Before we left for our trip to Portugal in August, I searched our local library catalog for books about, or set in, Portugal.  The sole book to pop up was Steve Berry's thriller The Third Secret, about Fatima.  I did re-read it before our trip, and I also read David Liss' novel The Day of Atonement, set in eighteenth century Lisbon.  It wasn't until the final day of our Viking Cruise down the Douro River that Patricia, our Portuguese Cruise Director, recommended John Pollack's non-fiction Cork Boat (#689) that I found the book I had been looking for all along.


John Pollack has impressive Washington D. C. speech writing credentials both on Capitol Hill and in the White House, but ever since he was a young boy and started collecting the used corks from wine bottles, he had nurtured a dream to build a boat entirely out of corks sturdy enough to launch in some unspecified body of water.  Cork Boat tells the story of how he and a motley group of volunteers finally made that dream come true, sailing it along the Douro River from the Spanish border all the way across Portugal to the Atlantic Ocean.  It didn't turn out to be quite the leisurely sail through wine country, sampling grapes and girls as he went that he had pictured.  In the end, he was challenged both physically and mentally, and became a media celebrity in Portugal while he was at it.
It's a wonderful story.  I was constantly amazed that somewhere along the line he didn't strangle Garth, his collaborator on the project, or that he cajoled enough people into contributing time, talent, sponsorship and corks to make it all happen. 
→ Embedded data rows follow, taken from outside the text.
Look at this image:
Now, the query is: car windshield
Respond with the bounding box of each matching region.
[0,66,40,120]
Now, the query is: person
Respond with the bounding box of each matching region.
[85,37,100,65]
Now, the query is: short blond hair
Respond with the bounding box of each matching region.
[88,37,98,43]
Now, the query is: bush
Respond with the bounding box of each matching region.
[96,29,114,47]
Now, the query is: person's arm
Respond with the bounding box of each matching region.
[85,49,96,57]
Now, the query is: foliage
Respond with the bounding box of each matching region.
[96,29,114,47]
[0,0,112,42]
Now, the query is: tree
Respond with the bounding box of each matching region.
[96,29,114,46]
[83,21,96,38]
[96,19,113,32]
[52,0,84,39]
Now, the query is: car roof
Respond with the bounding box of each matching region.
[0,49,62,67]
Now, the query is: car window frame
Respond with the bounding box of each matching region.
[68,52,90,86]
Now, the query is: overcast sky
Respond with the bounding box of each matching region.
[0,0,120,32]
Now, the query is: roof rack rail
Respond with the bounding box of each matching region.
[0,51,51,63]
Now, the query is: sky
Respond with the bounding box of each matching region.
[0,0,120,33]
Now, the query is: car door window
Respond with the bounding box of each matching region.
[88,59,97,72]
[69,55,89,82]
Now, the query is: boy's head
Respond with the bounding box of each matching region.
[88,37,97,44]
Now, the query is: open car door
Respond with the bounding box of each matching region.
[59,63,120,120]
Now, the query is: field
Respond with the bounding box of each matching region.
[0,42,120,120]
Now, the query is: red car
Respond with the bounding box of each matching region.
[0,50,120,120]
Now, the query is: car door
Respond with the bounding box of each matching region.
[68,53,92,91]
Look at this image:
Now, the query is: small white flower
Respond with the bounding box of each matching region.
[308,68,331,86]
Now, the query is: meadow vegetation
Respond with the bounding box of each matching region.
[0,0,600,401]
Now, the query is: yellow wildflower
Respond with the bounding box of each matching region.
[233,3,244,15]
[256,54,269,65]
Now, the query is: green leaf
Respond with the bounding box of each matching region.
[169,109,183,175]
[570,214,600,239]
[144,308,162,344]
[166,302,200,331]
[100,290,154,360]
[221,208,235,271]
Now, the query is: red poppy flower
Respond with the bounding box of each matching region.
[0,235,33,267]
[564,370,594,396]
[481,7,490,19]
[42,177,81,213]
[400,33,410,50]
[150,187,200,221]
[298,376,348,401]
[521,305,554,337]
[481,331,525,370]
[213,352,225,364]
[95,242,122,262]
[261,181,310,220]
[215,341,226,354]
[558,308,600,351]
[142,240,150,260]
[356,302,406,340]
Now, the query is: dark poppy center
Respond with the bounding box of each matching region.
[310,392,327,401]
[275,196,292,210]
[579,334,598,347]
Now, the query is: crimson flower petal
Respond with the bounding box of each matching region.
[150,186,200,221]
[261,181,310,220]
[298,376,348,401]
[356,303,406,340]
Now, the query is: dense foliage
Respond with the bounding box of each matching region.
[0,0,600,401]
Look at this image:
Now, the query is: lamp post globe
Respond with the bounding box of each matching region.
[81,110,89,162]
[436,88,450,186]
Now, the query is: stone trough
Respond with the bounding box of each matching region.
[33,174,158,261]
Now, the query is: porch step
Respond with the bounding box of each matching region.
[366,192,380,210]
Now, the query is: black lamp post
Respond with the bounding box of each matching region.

At the time Pollack voyaged down the Douro in Portugal, the country had not yet gone through the severe economic downturn in 2008.  It is still suffering from that financial disaster, and tourism is playing a large role in Portugal's economic recovery.  The riverboats plying the waters today along the same route - Porto to Barca de Alva and back again - provide opportunities to showcase the vineyards and orchards lining the Valley along with traditional methods of baking and cooking that Pollack describes in his memoir.  The scenery is every bit as spectacular as he describes. For me, it was a delight to read about places we had just been recently, and to see them again in my mind's eye. (Granted, sometimes with a little help from the many pictures I took on this trip!)  If you've ever been to this part of the world, or are thinking about going, read this book.  If that's not possible, you can still travel there in your mind and imagination with John Pollack.  You'll enjoy the time spent in his company.